Brüsseler, Omnibus-Paket

Brüsseler Omnibus-Paket: KI-Verordnung vor Aufweichung?

16.11.2025 - 13:39:12

Kaum ist die europäische KI-Verordnung in Kraft, plant Brüssel bereits den Rückzug. Ein durchgesickerter Gesetzesentwurf könnte zentrale Schutzbestimmungen deutlich abschwächen – und wirft die Frage auf: Opfert Europa den Grundrechtsschutz auf dem Altar der Wirtschaftsförderung?

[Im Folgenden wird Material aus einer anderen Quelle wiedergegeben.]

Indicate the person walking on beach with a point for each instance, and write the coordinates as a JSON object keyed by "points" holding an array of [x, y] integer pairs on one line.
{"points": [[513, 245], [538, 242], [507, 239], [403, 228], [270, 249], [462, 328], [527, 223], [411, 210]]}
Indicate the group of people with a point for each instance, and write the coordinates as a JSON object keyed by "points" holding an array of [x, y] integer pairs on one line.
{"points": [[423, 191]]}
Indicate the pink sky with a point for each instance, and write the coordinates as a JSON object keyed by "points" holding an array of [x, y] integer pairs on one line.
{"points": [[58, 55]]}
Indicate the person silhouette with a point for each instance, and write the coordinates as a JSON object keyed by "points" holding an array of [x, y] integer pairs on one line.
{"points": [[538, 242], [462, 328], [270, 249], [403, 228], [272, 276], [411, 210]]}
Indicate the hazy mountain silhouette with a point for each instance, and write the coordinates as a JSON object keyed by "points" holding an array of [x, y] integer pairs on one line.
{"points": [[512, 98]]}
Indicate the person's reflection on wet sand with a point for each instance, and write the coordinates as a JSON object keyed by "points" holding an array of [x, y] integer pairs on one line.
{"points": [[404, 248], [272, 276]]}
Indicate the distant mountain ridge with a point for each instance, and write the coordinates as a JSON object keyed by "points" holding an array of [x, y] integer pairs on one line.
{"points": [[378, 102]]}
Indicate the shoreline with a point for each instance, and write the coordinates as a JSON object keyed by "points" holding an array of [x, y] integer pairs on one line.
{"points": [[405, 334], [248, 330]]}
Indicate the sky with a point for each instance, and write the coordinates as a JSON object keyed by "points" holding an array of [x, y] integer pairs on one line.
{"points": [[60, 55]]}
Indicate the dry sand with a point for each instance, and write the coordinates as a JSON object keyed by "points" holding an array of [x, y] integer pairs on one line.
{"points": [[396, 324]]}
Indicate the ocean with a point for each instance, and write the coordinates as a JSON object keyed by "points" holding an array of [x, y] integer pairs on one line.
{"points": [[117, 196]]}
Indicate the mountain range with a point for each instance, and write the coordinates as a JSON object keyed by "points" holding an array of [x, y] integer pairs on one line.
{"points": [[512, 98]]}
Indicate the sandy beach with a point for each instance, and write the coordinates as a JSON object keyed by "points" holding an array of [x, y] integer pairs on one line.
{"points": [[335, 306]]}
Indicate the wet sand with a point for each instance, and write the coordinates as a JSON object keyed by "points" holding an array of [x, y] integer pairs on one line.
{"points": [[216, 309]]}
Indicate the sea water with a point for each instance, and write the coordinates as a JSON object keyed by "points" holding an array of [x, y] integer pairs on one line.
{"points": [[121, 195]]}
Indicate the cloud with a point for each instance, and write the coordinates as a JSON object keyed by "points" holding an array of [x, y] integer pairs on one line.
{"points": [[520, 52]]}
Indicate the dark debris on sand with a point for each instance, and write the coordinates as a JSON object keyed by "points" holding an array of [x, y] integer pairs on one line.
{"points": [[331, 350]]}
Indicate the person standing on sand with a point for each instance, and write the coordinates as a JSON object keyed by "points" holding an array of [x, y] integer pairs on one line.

Die Ironie könnte größer kaum sein: Während Unternehmen fieberhaft versuchen, die komplexen Anforderungen der weltweit ersten umfassenden KI-Regulierung zu verstehen, schickt sich die EU-Kommission offenbar an, deren Kernbestimmungen wieder zu entschärfen. Der sogenannte „Digitale Omnibus” – ein bürokratisch klingender Name für ein politisch brisantes Vorhaben – soll am 19. November offiziell vorgestellt werden. Doch was bereits vorab durchsickerte, versetzt Datenschützer in Alarmbereitschaft.

Besonders brisant: Unternehmen könnten künftig eigenmächtig entscheiden, ob ihre KI-Anwendungen als hochriskant einzustufen sind oder nicht. Eine öffentliche Kontrolle? Fehlanzeige. Was zunächst nach pragmatischer Entbürokratisierung klingt, entpuppt sich bei genauerem Hinsehen als Freifahrtschein. Digitalcourage und andere Bürgerrechtsorganisationen sprechen bereits von einem „Kniefall vor der Wirtschaftslobby”.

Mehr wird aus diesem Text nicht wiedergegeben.